心理福祉学科では、学びの一環として2024年12月4日、「ベテランソーシャルワーカーからのメッセージ2024」と題する講演会を開催しました。講師にお招きした山田龍さんは、精神保健福祉士・社会福祉士としての豊富な経験を持つ現役のソーシャルワーカーであり、けん玉を活用した独自の活動でも注目を集める実践家です。

心理福祉学科教授の田村先生がかつて働いていた精神科病院に、精神保健福祉士の実習生としてやってきた山田さん。講演では、実習中の体験も披露しながら、30年近くなる精神保健福祉士としてのさまざまな職場でのお仕事について紹介され、心の病や障害があっても自分らしく暮らすことのできる社会への熱い思いを聞かせてくださいました。

PROFILE山田龍さん(精神保健福祉士・社会福祉士)

神奈川県出身。
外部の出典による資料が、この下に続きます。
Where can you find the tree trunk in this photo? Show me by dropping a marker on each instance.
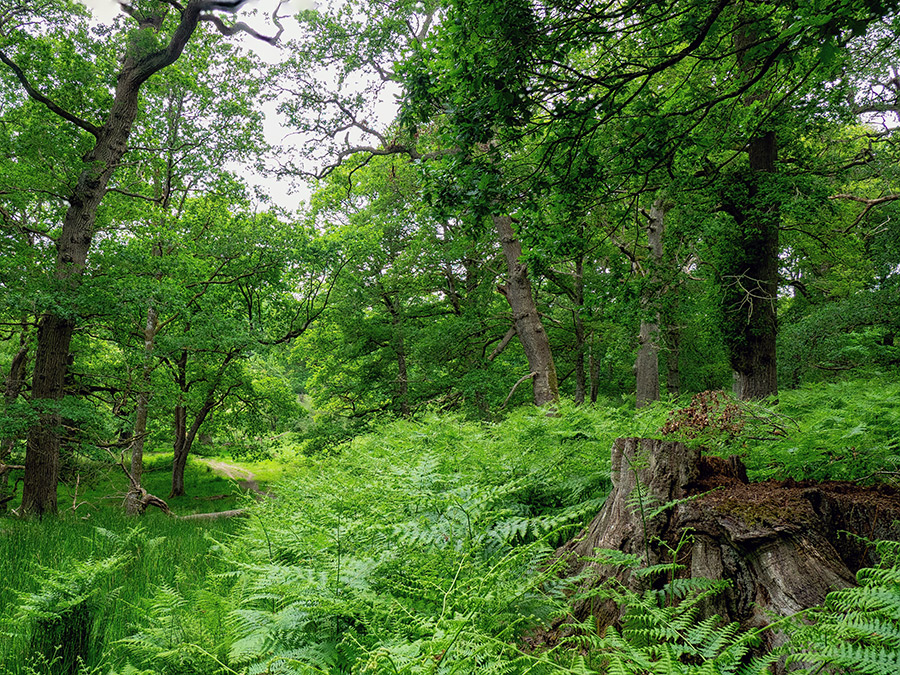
(180, 451)
(528, 322)
(751, 274)
(594, 367)
(55, 329)
(647, 362)
(15, 380)
(781, 544)
(134, 503)
(402, 396)
(580, 379)
(184, 436)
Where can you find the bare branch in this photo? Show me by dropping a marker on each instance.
(869, 205)
(52, 106)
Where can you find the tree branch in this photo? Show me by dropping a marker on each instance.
(52, 106)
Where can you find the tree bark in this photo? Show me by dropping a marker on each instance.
(134, 504)
(751, 282)
(580, 376)
(15, 381)
(402, 396)
(55, 329)
(647, 362)
(781, 544)
(594, 368)
(184, 436)
(525, 315)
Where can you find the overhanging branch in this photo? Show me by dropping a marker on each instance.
(51, 105)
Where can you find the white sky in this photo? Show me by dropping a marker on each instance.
(284, 193)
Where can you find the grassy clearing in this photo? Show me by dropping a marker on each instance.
(87, 580)
(419, 548)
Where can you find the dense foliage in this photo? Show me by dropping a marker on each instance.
(578, 221)
(424, 546)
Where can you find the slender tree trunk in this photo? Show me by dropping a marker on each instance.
(751, 284)
(133, 500)
(15, 380)
(647, 362)
(402, 396)
(179, 447)
(580, 384)
(594, 365)
(55, 329)
(528, 322)
(184, 436)
(672, 341)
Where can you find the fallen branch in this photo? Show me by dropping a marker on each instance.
(215, 515)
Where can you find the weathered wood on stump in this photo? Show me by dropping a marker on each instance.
(781, 544)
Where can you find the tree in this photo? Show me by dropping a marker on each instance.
(155, 41)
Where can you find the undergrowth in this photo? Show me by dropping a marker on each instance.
(426, 547)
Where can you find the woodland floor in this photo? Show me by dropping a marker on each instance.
(246, 480)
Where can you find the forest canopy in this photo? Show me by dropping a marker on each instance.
(571, 349)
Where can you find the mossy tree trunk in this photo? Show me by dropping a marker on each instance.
(781, 545)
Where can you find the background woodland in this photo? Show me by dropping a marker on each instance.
(575, 217)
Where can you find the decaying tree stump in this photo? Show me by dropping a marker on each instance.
(781, 544)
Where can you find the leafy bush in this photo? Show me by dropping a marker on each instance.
(856, 630)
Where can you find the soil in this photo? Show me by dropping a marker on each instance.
(245, 479)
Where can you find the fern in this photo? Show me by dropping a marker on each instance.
(856, 630)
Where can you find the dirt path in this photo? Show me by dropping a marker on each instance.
(246, 480)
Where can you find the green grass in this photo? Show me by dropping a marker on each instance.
(91, 486)
(33, 556)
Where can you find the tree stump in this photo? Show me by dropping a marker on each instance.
(781, 544)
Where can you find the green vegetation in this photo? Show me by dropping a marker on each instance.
(423, 546)
(580, 221)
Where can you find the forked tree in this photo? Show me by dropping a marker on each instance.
(160, 30)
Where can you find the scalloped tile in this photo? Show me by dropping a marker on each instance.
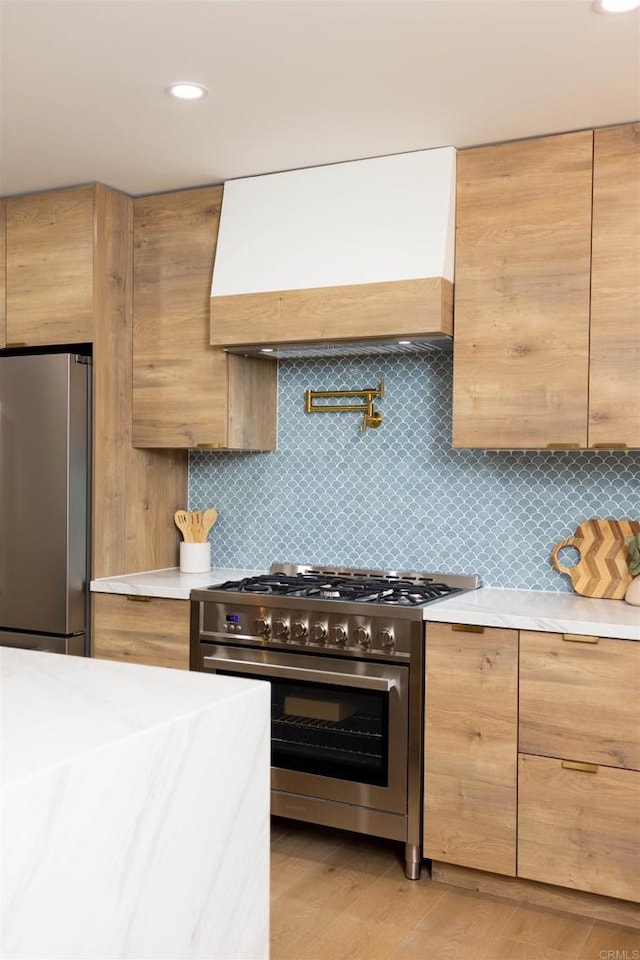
(400, 497)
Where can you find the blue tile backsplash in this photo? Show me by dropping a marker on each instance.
(400, 497)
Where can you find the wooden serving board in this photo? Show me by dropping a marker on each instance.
(602, 570)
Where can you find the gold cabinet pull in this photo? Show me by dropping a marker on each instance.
(577, 765)
(609, 446)
(563, 446)
(579, 638)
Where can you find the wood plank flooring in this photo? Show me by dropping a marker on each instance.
(341, 896)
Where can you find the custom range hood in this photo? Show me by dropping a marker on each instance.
(349, 258)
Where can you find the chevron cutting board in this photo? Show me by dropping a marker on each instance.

精神科病院や地域活動支援センター、神奈川県教育委員会でのスクールソーシャルワーカーなどを経て、現在は「けん玉で遊べる駄菓子屋もしかめや」を運営する就労継続支援B型事業所の施設長。
グローバルけん玉ネットワーク認定「けん玉検定マスター」取得。NHK紅白歌合戦では演歌歌手の三山ひろしさんの後ろで技を見せる「けん玉ヒーローズ」の一員としてギネス更新にも貢献。

多様性が尊重される社会を創る

最初に就職した精神科病院では、退院先がなかなか見つからない患者さんのために、山田さんがアパートの隣の部屋を借りてでも支援しようとしたことや、不登校の子どもと精神疾患のある母親への支援に役所職員といっしょに取り組んだことなど、失敗体験も交えながら話していただきました。学生は、教科書には出てこないようなリアルな現場の話に驚いたり感心したりしながら聞き入りました。

講演の後半では、山田さんがけん玉で遊べる駄菓子屋「もしかめや」を始めた経緯や、けん玉を通じて子どもたちの心を開くかかわりについて語られました。そのきっかけは、スクールソーシャルワーカーとして、引きこもりの児童の家庭に訪問しているときのことだったそうです。
「難しい話は後回しで、まずはけん玉を一緒に楽しむ。それが支援の第一歩になった」との言葉からは、支援の場における信頼関係の築き方のヒントが得られました。

さらに、地域活動支援センターに転職した山田さんは、精神障害のある人たちと共に駅前の花壇の整備作業を行ったり、地域に住む芸術家と一緒に展示会を企画するうちに、住民との交流が広がっていったそうです。そこから「駄菓子屋もしかめや」という就労支援事業所は誕生しました。現在は、障害のある人たちが就労訓練として商品管理や販売を行ない、買いに来る子どもたちや親子連れとけん玉を通した自然な交流が行われています。

 

将来のソーシャルワーカー像を思い描く

精神保健福祉士は、聖学院大学心理福祉学科で養成しているソーシャルワーカーの資格の一つで、精神疾患や障害のある人たちの相談にのり、リハビリテーションや就職に向けた支援のほか、メンタルヘルスに関する普及啓発活動なども行います。精神科病院や地域の福祉事業所をはじめ市役所や教育委員会、一般企業でも働いています。

心理福祉学科では、こうした現場で活躍するプロフェッショナルから学ぶ機会を定期的に提供しており、今学んでいることが将来のキャリアにどう生かされるのかを考えるきっかけにもなっています。

コミュニケーションに苦手意識のある人でも、いつの間にか交流できることを実感する機会となりました。